Chasse à l’homme: « Dans cette affaire, nous avons commis des erreurs, c’est indiscutable et nous le reconnaissons » (Mise à jour)

Le SGRS (Service général du renseignement et de la sécurité – Renseignement militaire) a commis des erreurs dans le dossier Jürgen Conings, a reconnu le Chef de la Défense. « Dans cette affaire, nous avons commis des erreurs, c’est indiscutable et nous le reconnaissons », a-t-il indiqué

Il a ajouté que « la succession d’incidents vécus par la Défense ces derniers temps sont l’indication que la robustesse de notre organisation n’est plus ce qu’elle était ». Michel Hofman a pointé une « érosion des connaissances, de l’expertise et des bonnes pratiques qui ont fait que ce genre d’incident s’est produit ». Il a souligné également des problèmes dans le flux des informations ainsi que des « lacunes dans le respect des procédures et des règles ».
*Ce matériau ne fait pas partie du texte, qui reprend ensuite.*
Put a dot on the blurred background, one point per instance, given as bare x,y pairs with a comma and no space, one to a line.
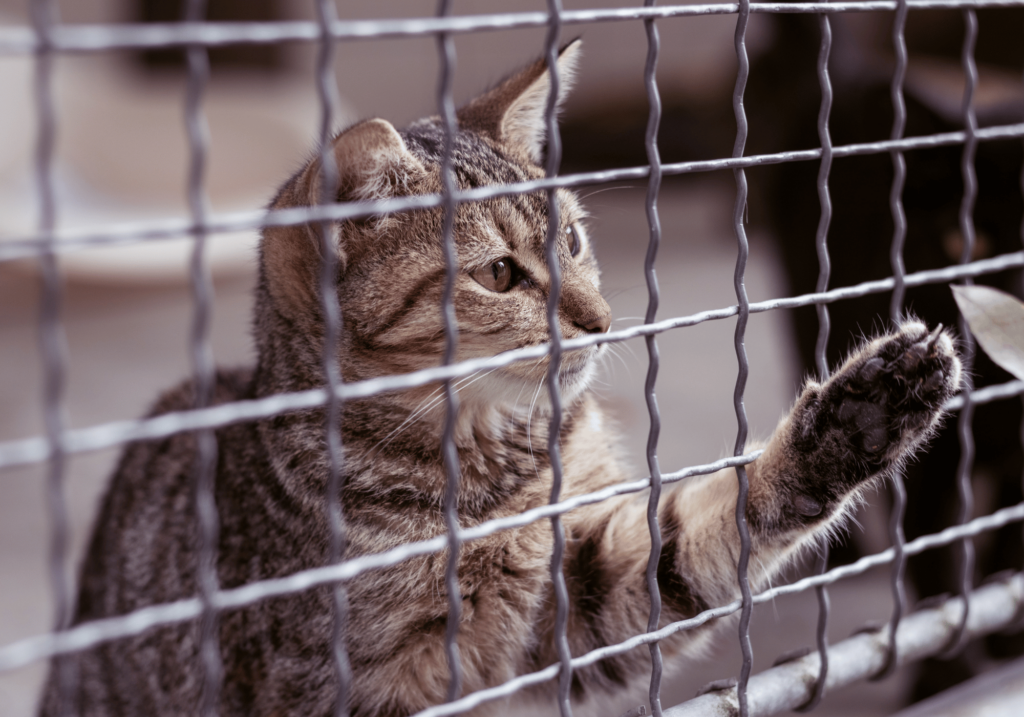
122,157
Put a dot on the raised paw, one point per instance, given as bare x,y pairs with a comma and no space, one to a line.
877,409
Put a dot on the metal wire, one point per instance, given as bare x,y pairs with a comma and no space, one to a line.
52,347
923,634
93,38
445,103
964,428
69,239
653,297
742,313
203,369
27,451
45,39
821,361
329,182
897,487
554,159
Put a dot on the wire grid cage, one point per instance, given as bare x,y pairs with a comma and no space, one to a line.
787,686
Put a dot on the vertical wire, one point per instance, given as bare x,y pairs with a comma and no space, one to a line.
824,269
554,159
964,428
203,367
52,347
445,50
330,178
895,311
654,222
744,312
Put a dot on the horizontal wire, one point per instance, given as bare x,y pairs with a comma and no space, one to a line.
31,246
104,435
84,636
28,650
92,38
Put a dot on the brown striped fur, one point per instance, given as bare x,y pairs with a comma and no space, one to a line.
271,474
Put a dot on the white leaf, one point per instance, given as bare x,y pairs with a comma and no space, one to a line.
996,319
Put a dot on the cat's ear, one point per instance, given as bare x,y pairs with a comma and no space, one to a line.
513,113
373,163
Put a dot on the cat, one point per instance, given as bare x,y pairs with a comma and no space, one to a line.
270,479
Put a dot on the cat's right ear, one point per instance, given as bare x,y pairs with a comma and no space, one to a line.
373,163
513,113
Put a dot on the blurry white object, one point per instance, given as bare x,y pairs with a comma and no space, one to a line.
122,157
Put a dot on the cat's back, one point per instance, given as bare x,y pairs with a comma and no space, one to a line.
143,551
148,511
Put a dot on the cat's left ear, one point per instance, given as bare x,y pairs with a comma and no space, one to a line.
513,113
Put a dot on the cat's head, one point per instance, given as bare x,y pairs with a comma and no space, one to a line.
391,268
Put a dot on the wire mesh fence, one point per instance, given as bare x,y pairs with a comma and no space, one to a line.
878,655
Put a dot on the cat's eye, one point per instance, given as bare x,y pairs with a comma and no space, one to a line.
572,234
497,277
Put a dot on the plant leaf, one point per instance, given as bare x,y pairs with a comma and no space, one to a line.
996,319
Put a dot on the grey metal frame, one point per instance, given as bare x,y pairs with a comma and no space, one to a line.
786,686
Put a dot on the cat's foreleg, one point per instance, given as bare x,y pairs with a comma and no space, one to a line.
861,423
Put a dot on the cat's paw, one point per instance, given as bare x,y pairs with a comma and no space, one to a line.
878,408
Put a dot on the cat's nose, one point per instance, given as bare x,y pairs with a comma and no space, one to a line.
596,325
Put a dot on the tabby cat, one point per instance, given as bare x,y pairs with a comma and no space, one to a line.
271,474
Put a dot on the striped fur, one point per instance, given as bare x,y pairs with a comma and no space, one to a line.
271,474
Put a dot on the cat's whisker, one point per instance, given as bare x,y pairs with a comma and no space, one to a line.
613,350
606,188
435,397
529,421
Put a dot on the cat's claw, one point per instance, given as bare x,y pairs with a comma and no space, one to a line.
880,406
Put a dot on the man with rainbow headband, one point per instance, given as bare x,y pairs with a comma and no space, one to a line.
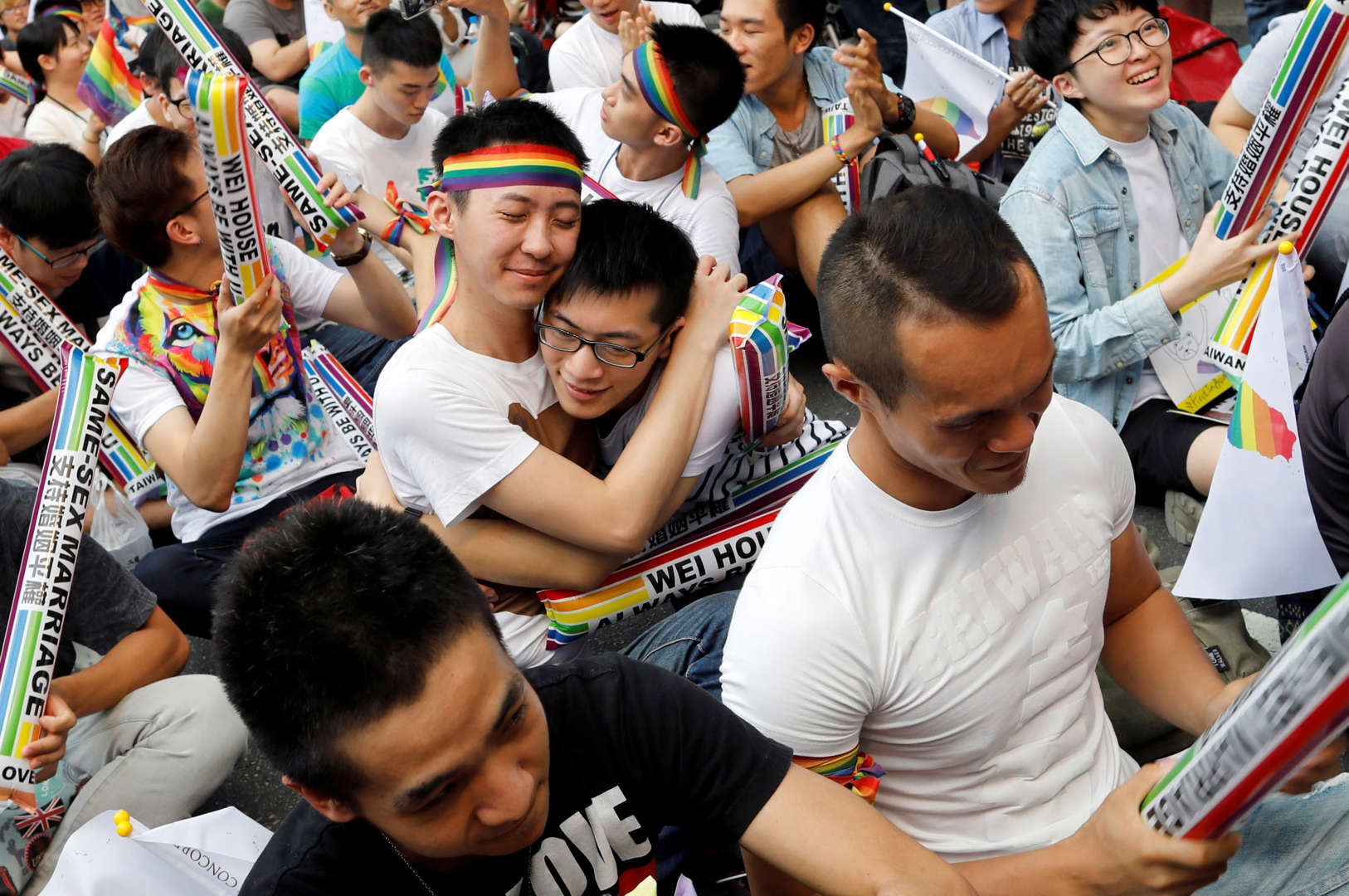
465,415
646,133
216,390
Les premières conclusions de l’enquête interne de l’inspection générale de la Défense, toujours en cours, seront communiquées ce mardi après-midi à la ministre de la Défense et demain/mercredi à la commission Défense de la Chambre.

La ministre a de son côté annoncé qu’un audit avait été demandé à l’inspection générale avec des conclusions attendues pour demain/mercredi. Une enquête du Comité R est aussi ouverte afin qu’elle puisse apporter son « éclairage sur les manquements ». Jusqu’à présent, onze membres de la Défense ont été écartées et d’autres mesures pourraient suivre dans les prochains jours, a-t-elle annoncé.
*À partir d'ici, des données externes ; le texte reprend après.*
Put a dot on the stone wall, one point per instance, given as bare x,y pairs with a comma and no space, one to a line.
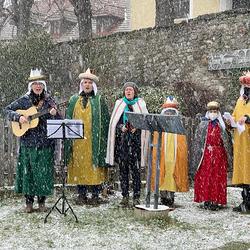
162,56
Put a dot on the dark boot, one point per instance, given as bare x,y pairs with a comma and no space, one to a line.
207,204
81,199
167,198
41,204
244,207
125,201
29,203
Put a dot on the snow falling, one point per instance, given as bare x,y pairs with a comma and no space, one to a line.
100,59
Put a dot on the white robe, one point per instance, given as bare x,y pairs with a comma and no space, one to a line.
138,107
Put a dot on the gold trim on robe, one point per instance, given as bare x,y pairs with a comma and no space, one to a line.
80,169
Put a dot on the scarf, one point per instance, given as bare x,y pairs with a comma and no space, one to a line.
86,97
35,99
128,103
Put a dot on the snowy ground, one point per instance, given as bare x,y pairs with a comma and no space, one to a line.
110,227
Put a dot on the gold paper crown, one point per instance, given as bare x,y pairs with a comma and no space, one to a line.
36,74
170,102
89,74
245,79
213,105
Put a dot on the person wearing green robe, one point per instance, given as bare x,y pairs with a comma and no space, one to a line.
35,165
86,157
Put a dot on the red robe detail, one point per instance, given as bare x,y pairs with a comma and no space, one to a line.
210,182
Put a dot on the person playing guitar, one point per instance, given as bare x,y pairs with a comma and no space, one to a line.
34,171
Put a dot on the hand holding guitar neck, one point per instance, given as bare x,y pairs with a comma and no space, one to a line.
23,119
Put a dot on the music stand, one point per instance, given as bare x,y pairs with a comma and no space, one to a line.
64,129
159,123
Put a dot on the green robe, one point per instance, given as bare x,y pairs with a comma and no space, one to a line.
35,171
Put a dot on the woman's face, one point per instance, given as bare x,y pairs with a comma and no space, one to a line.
130,93
87,86
37,87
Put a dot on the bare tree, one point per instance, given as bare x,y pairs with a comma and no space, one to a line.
82,9
20,12
164,13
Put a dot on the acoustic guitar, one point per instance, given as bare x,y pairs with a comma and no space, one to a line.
33,115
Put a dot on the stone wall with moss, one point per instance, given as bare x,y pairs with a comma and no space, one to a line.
161,61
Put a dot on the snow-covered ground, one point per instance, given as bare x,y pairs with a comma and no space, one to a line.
110,227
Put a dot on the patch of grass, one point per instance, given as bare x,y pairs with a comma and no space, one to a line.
235,245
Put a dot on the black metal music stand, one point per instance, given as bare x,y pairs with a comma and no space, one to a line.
159,123
64,129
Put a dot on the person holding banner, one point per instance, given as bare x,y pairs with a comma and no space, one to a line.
35,166
174,159
127,145
86,158
212,156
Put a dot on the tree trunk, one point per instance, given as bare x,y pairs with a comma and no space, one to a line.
23,27
21,16
241,4
164,13
83,12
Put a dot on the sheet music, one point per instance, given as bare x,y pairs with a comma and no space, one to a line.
73,128
240,128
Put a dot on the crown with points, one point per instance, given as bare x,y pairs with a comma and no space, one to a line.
213,106
245,79
36,74
170,102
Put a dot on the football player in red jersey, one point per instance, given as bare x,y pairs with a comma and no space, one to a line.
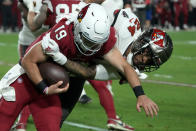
50,11
111,113
86,42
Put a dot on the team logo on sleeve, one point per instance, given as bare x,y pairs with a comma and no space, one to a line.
158,37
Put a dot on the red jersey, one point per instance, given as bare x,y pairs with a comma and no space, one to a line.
58,8
63,35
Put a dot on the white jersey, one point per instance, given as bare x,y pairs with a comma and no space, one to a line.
128,29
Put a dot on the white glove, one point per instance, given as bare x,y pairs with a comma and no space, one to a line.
140,74
34,6
51,48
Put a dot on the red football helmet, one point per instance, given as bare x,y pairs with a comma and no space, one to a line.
158,46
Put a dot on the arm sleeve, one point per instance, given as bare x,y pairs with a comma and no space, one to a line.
106,73
51,48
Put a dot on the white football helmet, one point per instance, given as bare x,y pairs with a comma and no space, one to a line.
92,29
158,45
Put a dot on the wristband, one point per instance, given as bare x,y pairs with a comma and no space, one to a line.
138,90
46,91
41,86
59,58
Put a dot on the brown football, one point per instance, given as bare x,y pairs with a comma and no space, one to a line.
52,73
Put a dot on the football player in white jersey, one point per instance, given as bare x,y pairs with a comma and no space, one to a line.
146,51
25,38
133,28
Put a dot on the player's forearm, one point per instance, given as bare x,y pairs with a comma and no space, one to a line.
80,70
32,71
131,76
30,60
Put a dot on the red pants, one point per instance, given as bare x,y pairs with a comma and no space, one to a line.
46,110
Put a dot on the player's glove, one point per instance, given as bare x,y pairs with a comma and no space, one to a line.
34,6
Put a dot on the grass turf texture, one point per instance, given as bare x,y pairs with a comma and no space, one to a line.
177,104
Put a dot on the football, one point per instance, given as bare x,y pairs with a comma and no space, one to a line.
52,73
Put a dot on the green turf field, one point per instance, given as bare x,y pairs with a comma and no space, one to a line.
176,98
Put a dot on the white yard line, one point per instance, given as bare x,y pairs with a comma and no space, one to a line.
191,42
170,83
79,125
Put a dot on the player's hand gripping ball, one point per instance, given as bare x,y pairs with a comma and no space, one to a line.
52,73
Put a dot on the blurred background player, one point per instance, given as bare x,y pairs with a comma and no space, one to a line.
56,9
25,38
100,18
181,7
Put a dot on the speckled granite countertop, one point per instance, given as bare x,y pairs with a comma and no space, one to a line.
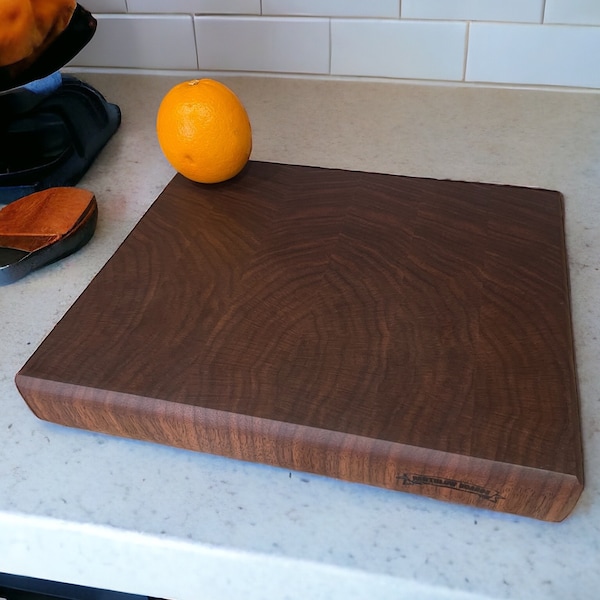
95,510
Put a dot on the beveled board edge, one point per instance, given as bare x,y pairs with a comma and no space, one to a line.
525,491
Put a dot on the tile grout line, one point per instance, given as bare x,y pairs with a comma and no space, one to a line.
466,54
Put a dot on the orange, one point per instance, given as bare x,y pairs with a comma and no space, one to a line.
204,131
29,25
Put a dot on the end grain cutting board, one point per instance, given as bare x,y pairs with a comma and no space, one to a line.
408,333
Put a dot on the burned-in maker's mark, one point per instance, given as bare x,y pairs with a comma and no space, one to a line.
453,484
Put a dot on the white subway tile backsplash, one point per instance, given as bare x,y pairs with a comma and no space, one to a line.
474,10
146,42
575,12
332,8
534,54
248,7
290,45
410,49
529,42
102,6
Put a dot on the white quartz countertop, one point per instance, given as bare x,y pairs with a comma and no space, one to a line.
91,509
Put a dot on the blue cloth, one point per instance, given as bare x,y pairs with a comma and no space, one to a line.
46,85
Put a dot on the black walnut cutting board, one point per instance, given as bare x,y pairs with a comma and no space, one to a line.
407,333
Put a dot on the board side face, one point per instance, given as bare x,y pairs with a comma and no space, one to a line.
534,493
421,313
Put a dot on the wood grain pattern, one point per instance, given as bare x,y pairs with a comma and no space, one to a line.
407,333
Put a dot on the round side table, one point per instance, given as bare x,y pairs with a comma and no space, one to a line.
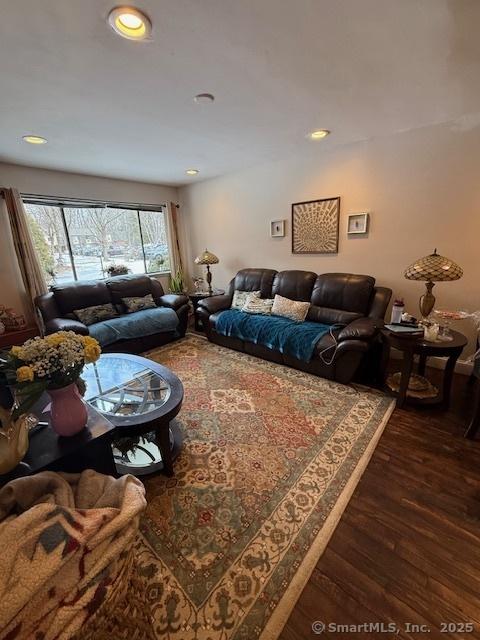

Ludivine Dedonder a également fait part de son intention de modifier la loi concernant les habilitations de sécurité avec renforcement du mécanisme de contrôle de l’entrée des quartiers. Des mesures au cas par cas pourront aussi être prises et, pour les cas les plus graves, des mesures disciplinaires statutaires et un retrait d’emploi, sont envisagés. Selon elle, il existe un « besoin de screening du personnel tout au long de la carrière ».
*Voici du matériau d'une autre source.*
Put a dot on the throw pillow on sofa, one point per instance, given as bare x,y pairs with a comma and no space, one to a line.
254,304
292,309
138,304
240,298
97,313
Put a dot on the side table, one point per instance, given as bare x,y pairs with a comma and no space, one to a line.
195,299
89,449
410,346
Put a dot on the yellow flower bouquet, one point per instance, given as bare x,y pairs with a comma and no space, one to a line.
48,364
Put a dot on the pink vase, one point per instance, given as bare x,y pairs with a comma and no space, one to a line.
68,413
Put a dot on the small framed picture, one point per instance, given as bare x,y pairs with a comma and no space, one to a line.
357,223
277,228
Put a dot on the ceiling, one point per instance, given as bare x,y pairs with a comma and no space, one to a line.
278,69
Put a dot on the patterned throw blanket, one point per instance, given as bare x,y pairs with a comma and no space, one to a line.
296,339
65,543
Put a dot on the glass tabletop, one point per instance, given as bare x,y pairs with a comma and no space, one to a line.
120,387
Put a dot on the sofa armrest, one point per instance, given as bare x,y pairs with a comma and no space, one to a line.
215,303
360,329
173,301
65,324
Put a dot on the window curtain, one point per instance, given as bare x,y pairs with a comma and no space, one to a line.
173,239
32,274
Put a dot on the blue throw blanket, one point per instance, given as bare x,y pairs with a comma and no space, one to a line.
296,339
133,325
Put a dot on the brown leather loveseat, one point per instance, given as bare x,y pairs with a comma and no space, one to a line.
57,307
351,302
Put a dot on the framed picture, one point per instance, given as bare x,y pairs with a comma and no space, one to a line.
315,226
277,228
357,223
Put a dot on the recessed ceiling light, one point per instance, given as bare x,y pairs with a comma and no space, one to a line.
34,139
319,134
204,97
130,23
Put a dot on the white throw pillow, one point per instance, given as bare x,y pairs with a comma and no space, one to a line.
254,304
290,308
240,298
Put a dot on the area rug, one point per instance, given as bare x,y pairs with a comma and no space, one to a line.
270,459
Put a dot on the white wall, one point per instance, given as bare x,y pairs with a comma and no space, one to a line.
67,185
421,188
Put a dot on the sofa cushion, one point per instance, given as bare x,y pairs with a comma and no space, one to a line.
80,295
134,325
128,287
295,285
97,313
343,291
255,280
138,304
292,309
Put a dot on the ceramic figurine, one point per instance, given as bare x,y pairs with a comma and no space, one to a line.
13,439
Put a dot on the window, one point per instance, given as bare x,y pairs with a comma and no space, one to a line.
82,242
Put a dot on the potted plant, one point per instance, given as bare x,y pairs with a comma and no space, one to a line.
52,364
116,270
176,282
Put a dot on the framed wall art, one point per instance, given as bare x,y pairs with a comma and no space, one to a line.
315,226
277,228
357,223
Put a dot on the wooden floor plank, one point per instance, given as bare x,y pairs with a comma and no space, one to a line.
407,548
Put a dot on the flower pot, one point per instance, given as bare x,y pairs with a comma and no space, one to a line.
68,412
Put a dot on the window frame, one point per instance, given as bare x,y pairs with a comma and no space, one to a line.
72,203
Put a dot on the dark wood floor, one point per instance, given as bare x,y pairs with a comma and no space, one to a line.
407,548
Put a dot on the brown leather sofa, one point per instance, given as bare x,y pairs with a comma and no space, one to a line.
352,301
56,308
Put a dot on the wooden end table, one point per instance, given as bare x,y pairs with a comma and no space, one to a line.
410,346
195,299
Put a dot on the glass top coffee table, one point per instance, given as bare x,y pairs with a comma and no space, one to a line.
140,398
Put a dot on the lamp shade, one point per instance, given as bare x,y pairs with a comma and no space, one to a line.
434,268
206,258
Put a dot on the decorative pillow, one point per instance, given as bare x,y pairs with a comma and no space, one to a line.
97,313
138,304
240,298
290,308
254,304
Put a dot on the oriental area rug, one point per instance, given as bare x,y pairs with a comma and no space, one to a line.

« Nous observons des soutiens inquiétants (sur les réseaux sociaux) », a poursuivi la ministre. « Soutenir cet homme, c’est soutenir un homme qui menace de tuer ou blesser des innocents. Cela montre aussi que les idées radicales et exprimées sont tolérées voire endossées par certains depuis longtemps. Ils nuisent à la réputation et à l’honneur des 25.000 membres qui composent la Défense. »

« Il n’y a pas de place à la Défense pour les idéologies extrémistes et violentes, de quelque bord que ce soit. L’extrémisme, le sexisme et le racisme n’ont pas leur place au sein de notre armée », a conclu Mme Dedonder.